Management by dermatologists of these side-effects is mandatory
for optimal cancer treatment, allowing patients to cope with
treatment. Effective rash management will also be essential if, in
the future, these agents are used earlier in therapy or for longer
periods of time. There is no standard treatment available [18,
19].
In our department, all grade 1 eruptions are treated with a
topical antibiotic or an association between an antibiotic and
benzoyl peroxide. Topical retinoids are avoided because of their
higher potential for irritation. All other grades are treated
systemically first with doxycycline or minocycline and, if they
fail, low-dose isotretinoin. Isotretinoin usage was only necessary
once and a complete response assessment was impossible due to the
patient’s death. A slight improvement was observed. We decided
to use it when the patient failed to respond to minocycline even
with double doses (200 mg/day) and we decided on a low-dose
regimen to avoid worsening of the commonly observed xerosis of
these patients. Despite a different physiopathology, the rash
shares the location and the presence of inflammatory lesions with
acne and we believe that, in a low-dose regimen, it can be a weapon
for refractory disease.
It is of particular importance that in our sample almost 50% of
the patients had a complete response to treatment with
tetracyclines. All patients with pruritus were medicated with an
oral antihistamine. If the eruption failed to respond to this
protocol of treatment, smear and biopsies were taken. Less
commonly, changes in the nails, hair and mucosa are found [5]. Our
series of patients presents similar results to those presented in
the literature regarding the occurrence of side-effects, severity,
time of appearance and therapeutic responses.
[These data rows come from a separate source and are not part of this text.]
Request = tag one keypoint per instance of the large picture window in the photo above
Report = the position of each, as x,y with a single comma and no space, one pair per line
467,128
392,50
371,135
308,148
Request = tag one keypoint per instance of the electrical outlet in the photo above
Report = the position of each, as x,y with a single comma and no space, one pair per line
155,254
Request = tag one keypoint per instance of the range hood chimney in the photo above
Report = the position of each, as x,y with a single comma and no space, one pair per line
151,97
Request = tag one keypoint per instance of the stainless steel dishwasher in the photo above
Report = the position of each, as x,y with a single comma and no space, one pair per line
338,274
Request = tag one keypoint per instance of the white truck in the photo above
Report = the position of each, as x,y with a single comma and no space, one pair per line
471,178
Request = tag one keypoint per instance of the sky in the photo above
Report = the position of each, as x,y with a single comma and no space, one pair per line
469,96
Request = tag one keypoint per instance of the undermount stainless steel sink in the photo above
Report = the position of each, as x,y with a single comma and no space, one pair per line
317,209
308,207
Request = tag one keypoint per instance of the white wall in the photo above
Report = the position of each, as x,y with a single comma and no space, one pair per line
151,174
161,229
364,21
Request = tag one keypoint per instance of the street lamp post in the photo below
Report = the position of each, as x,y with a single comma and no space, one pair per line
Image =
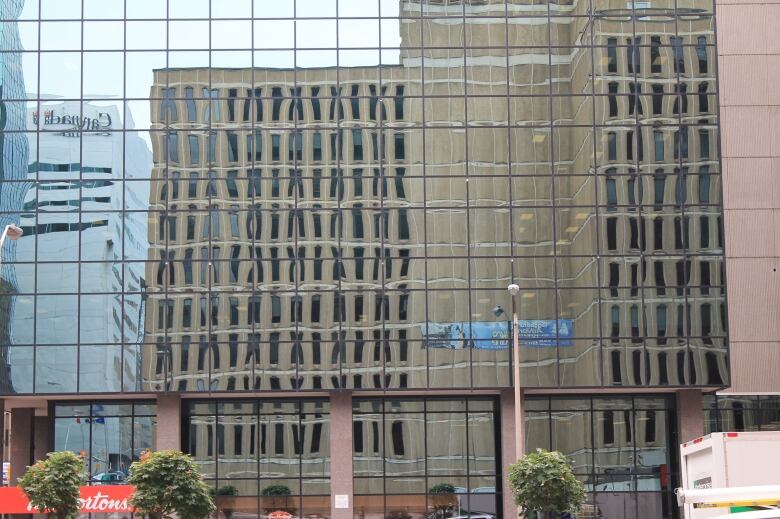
513,291
12,232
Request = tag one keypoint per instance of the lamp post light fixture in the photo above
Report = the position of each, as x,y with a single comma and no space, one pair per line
12,232
519,447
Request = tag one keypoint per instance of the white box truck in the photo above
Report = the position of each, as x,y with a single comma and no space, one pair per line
724,472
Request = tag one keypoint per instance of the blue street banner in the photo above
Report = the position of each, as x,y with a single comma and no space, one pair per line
497,335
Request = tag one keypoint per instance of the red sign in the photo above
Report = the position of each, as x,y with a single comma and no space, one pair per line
100,498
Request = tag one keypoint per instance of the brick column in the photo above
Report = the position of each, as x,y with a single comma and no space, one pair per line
42,437
690,414
341,452
168,423
21,447
508,454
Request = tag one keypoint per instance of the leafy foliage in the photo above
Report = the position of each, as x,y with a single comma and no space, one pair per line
442,488
276,490
543,481
53,484
227,490
168,482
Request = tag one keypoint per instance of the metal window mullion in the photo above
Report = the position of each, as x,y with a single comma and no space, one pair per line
340,297
294,178
597,212
383,216
470,335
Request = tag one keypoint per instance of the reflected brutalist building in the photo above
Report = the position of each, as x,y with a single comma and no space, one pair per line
328,228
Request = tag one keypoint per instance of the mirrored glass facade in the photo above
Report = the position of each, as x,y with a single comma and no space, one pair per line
110,436
297,196
724,413
406,448
621,450
290,200
257,446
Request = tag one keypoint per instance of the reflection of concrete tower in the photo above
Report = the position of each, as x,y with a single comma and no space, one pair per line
13,161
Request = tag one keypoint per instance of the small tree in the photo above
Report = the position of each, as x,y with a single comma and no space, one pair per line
52,485
278,498
544,482
442,497
168,482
One patient referred
hypertricosis 18 days after starting erlotinib, which is uncommon,
because hair alterations with this drug occur as a late
side-effect.
None of the patients had to stop treatment and despite the
absence of a standard protocol for treatment of these patients,
oral antibiotics (doxycycline and minocycline) normally induce a
rapid improvement (faster than in acne or rosacea).
The appearance of this new class of drugs with common cutaneous
toxicity makes collaboration with dermatologists necessary to
manage the skin alterations so patients can cope with the oncology
treatment and hopefully prolong their life.
Acknowledgements
Financial support: None. Conflict of Interest: None.